Date: Thursday, Apr 16th
Presenter: Dr. Hideo Ohno, 2009 IEEE Magnetics Society Distinguished Lecturer, Tohoku University, Japan
Spintronics explores the physics of interplay between spin and charge in condensed matter. It is one of the most active areas of magnetism. In particular, electrical manipulation of spin and magnetization in nanostructures allows us not only to study the interplay but can also be utilized to reverse magnetization direction, which is of great importance to nanoelectronics. In my lecture, I describe the nanoelectronics side and the science side of spintronics by discussing two topics that delineate the significance and technological importance of such spin manipulation in condensed matter.
I am sure not many of the audience are old enough to remember that magnetic memory was once preferred main memory for modern digital computers. There were reasons it was replaced by semiconductor memories. However, with the advances in spintronics, i.e. the recent development of giant tunnel magnetoresistance and current-induced magnetization switching in magnetic tunnel junctions, it appears that a comeback of magnetic memory may be possible, which now combines the nonvolatile capability of magnetic nanostructure with all the functionalities of current and future complementary metal-oxide-semiconductor (CMOS) integrated circuits.
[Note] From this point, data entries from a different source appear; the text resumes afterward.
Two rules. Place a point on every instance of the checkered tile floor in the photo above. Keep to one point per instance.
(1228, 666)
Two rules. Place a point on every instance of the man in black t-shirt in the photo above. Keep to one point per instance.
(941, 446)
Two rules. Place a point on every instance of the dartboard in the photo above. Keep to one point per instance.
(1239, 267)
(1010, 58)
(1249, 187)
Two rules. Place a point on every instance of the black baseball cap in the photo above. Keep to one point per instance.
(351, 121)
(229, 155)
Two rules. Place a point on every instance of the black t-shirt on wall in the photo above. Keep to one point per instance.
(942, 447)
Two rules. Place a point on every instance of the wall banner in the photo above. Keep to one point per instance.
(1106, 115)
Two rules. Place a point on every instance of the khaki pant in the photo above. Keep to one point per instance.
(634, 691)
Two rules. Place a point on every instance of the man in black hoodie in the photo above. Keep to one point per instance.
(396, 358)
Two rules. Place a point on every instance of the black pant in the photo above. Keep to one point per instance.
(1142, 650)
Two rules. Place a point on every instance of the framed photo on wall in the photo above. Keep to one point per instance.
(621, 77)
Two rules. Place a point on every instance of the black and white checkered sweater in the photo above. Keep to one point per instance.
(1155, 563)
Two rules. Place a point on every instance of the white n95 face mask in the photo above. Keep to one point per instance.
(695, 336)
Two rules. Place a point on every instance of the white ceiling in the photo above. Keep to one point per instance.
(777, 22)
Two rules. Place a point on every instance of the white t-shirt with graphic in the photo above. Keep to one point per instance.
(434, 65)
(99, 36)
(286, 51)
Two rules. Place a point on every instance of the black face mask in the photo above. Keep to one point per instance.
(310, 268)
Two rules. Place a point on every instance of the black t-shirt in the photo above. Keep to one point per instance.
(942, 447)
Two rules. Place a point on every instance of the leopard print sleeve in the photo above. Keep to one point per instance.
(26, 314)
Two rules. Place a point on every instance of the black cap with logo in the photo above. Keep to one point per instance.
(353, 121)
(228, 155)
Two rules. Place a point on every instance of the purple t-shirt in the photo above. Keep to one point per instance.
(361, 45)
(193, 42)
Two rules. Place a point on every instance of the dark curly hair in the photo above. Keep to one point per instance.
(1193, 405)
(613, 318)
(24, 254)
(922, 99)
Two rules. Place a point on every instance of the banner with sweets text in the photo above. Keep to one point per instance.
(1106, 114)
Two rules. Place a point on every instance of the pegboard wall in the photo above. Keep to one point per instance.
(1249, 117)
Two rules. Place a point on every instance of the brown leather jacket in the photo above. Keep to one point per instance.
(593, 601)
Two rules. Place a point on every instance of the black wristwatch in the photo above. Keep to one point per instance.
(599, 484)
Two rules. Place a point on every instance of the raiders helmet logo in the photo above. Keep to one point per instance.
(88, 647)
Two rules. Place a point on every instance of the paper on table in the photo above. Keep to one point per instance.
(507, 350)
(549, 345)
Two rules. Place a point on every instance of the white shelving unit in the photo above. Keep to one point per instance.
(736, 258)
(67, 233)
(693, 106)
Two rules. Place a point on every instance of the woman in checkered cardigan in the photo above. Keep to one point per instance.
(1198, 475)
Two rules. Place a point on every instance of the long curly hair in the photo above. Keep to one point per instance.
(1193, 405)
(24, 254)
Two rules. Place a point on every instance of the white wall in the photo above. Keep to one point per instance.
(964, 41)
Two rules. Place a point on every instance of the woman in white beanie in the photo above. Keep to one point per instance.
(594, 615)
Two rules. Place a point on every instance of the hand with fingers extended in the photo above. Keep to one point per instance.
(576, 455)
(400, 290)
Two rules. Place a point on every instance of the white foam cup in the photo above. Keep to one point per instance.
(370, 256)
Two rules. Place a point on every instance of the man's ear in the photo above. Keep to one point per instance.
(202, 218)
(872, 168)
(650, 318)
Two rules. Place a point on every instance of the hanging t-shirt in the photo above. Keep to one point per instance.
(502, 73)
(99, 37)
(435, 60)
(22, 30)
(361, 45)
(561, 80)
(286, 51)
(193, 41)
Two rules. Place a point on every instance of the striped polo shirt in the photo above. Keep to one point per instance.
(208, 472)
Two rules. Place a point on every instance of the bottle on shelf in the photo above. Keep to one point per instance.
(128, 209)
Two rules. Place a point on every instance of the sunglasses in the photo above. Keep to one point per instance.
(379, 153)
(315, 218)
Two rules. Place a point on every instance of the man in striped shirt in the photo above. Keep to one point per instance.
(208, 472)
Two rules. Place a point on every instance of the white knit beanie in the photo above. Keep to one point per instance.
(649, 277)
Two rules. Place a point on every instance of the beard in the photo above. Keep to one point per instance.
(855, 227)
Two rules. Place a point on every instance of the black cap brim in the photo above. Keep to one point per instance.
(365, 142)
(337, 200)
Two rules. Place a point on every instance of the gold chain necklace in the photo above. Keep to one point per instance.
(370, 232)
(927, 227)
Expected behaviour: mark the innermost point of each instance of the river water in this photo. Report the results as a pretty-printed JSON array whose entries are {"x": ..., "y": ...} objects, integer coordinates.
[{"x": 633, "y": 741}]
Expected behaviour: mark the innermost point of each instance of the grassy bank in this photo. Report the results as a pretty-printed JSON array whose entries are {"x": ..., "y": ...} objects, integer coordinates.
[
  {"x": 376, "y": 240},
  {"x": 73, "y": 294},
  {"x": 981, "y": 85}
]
I also show that this hybrid magnetic tunnel junction/CMOS integrated circuit approach can solve many of the major challenges current integrated circuit technology are facing.
On the science side and on out further in the future, I turn to hole-induced ferromagnetism in Mn-doped III-V semiconductors (in particular, GaAs and InAs). This offers a variety of opportunities to explore new and/or unique spintronics physics. Ferromagnetism and magnetization in these materials can be manipulated by various means; by changing its carrier concentration by electric fields and/or by spin-current flowing along with the electric current. In the latter, our latest study on an empirical scaling law found in the creep regime of the current-driven domain walls showed that spin-torque driven creep is quite different from magnetic-field driven (and thus energy driven) creep, belonging to a new and different universality class. In the former, an electrical control of magnetization direction through manipulating magnetic anisotropy by electric-fields was shown to be possible. This opens up a unique opportunity for manipulating magnetization direction solely by electronic means, not resorting to magnetic-field, spin-current, mechanical stress, nor multiferroics.